Verger acreditava que o valor de um flagrante era infinitamente superior ao de uma foto posada, mesmo que isso incorresse no risco de obter imagens com qualidade técnica discutível.
Claramente acreditava que o espontâneo poderia lhe render algo mais próximo da verdade, do mundo real. Dessa forma conseguiu fugir completamente do exotismo banalizado, um limite bastante tênue para quem se aventurou por lugares como Bamako, Keto, Salvador, Havana e Tóquio, por exemplo.
A busca pelo "momento único", celebrizado pelo fotógrafo francês Henri Cartier-Bresson, levou Pierre Verger a conseguir imagens belíssimas, como a da criança dormindo em Benin (foto principal desta página).
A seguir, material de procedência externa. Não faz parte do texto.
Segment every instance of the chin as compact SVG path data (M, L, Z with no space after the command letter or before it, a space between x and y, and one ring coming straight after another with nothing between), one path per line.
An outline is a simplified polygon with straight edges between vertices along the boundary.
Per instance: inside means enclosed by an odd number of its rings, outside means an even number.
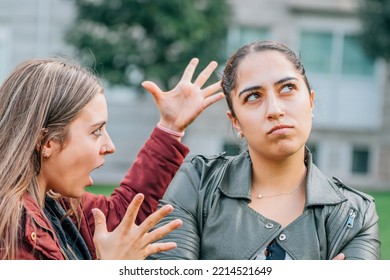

O diabo, no entanto, reside no fato de em todas as exposições do artista aparecerem mais e mais fotos inéditas que, francamente, deveriam continuar inéditas pelo fato de nada acrescentarem à trajetória de Verger ou até por acabar enfraquecendo o todo de sua obra. É o que acontece no livro e na exposição de agora com as fotografias realizadas em São Paulo e em Brasília, por exemplo.
Não há gênio da fotografia que não necessite de uma edição que organize e ordene uma lógica interna ao trabalho.
E, cá entre nós, Verger já está acima do bem e do mal. Não são novos fatos, ou fotos, que irão mudar isso.